Ryan: Currently, we just released a record that is for free on CDBaby, Soundcloud and any number of other things that was a project that I thought that I'd never record. And essentially, what it was, was I got really tired of playing any number of things that people just wanted. Things that people wanted to hear and I needed to play my own music cause I was, you just get tired of that stuff sometimes, like you need your own time. And so I wrote this huge project for expanded rhythm section, five horn symphony and at some points, choir and I just kind of put it away for a number of years thinking that we would never get a shot at recording it and the guy that I had been working with at the time, Young Kim, the engineer, found those scores in my house and I kind of shared some of the music with him. And he decided that we were just going to do it. So we built a studio into my house and over the process of eight months, we had a hundred plus people come in that are just super dedicated to the project and came in and donated the time to make the record. And I call it film score fusion, but it's jazz. It's not cerebral kind of stuff, it still has things that people can really relate to. And with it being called story, the record is a timeline of my life across a couple year time period, outlining some of the major events that I had. Basically starting with the time frame where I went to Berklee in 2009 and moving onward. So I'm really enjoying the seeing the progress with that. It's charting in Europe, and it's getting a lot of support. And my band has been out on tour on occasion playing shows promoting the record and getting out there. And at the current moment, even while I'm doing that, I'm already writing a record with, a duo record with the guy that sang on my album by the name of Guillaume Eyango who is a fantastic French singer. He sings with everybody. And we're kind of doing something a lot like my record that features more vocals and to an extent, some of the idea that Bobby McFerrin had on the Vocabularies album which is one of my favorites.
That's very cool. It sounds very interesting and I'm glad that your current record is doing really well. And so you said it's on Amazon and iTunes and Soundcloud and stuff like that?
Ryan: It is on all those. The downside is that I gave this record away for free and unfortunately iTunes and Amazon are charging for it. So make sure that you get it for free on CDBaby and on Soundcloud and Bandcamp. And I'm trying to remember where else it is. It's all over.
And you have a cool little behind the scenes video on your website and stuff about the making of the album.
Ryan: Yes. Definitely.
And do you want to talk about your website and where people can find out more about you.
Ryan: Yeah, you can come check out the website. It's ryansaranich.com and the last name is terrible. It's s-a-r-a-n-i-c-h. And on the website you'll find a brief biography kind of outlining the record which is cool. It's got some hints as to some of the things that went on. You'll find all my shows that are coming up, especially you west coast guys. I'm going to be out on the west coast playing bass next week and maybe a little saxophone if they have there way. And the current tour dates, and you'll find a couple of youtube videos from the making of the record and some teasers, and if you check out my youtube channel, actually most places that I go I film a little bit and kind of give everybody an idea of the experiences that I'm having on the road.
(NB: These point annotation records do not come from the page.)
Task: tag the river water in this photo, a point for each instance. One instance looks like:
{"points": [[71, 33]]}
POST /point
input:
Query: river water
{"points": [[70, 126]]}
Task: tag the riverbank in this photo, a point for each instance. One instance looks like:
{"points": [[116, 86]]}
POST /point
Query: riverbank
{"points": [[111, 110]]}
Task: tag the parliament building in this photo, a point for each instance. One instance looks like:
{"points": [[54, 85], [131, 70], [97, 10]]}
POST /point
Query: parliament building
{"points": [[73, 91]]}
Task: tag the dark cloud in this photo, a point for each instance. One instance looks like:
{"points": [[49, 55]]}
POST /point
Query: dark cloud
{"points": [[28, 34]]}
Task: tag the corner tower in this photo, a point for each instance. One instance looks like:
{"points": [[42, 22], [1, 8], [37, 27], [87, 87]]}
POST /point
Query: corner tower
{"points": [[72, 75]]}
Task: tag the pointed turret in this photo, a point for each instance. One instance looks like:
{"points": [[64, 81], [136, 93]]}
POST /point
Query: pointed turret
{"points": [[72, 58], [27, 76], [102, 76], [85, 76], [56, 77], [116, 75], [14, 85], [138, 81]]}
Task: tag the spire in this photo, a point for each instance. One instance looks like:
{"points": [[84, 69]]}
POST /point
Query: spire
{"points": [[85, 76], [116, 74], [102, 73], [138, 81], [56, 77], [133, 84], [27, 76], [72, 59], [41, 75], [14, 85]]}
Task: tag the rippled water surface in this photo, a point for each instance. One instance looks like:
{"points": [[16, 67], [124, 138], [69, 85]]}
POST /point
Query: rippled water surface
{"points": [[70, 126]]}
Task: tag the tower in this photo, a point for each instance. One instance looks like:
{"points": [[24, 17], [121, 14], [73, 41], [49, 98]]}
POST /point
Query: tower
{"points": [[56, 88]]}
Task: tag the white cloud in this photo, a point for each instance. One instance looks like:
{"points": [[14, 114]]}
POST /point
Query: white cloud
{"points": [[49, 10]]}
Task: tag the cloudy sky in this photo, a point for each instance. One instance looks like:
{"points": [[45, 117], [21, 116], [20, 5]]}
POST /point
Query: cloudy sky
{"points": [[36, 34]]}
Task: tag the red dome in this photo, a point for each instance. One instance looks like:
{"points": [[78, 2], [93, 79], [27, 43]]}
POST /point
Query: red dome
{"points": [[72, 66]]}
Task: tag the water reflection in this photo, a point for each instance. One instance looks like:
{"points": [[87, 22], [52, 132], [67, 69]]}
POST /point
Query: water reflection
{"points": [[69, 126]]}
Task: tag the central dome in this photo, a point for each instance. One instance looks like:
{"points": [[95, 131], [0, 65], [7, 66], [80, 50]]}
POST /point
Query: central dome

That's really cool. That's a nice way to give kind of a behind the scenes look into life as a studio and touring artist.
Ryan: Thank you.
So, I guess if you want to learn more about what Ryan does and what that entails, you can definitely check out his YouTube channel and there's a lot of stuff there. And do you have anything else you want to add before we close out the session?
Ryan: No. Just everybody should just keep making this good music. We have all the opportunities available to us now. All of the recording software/hardware that you can buy, all of the people, the millions of musicians you can meet… Make music. Take every opportunity to make music.
Well, thank you so much for being on the show with us.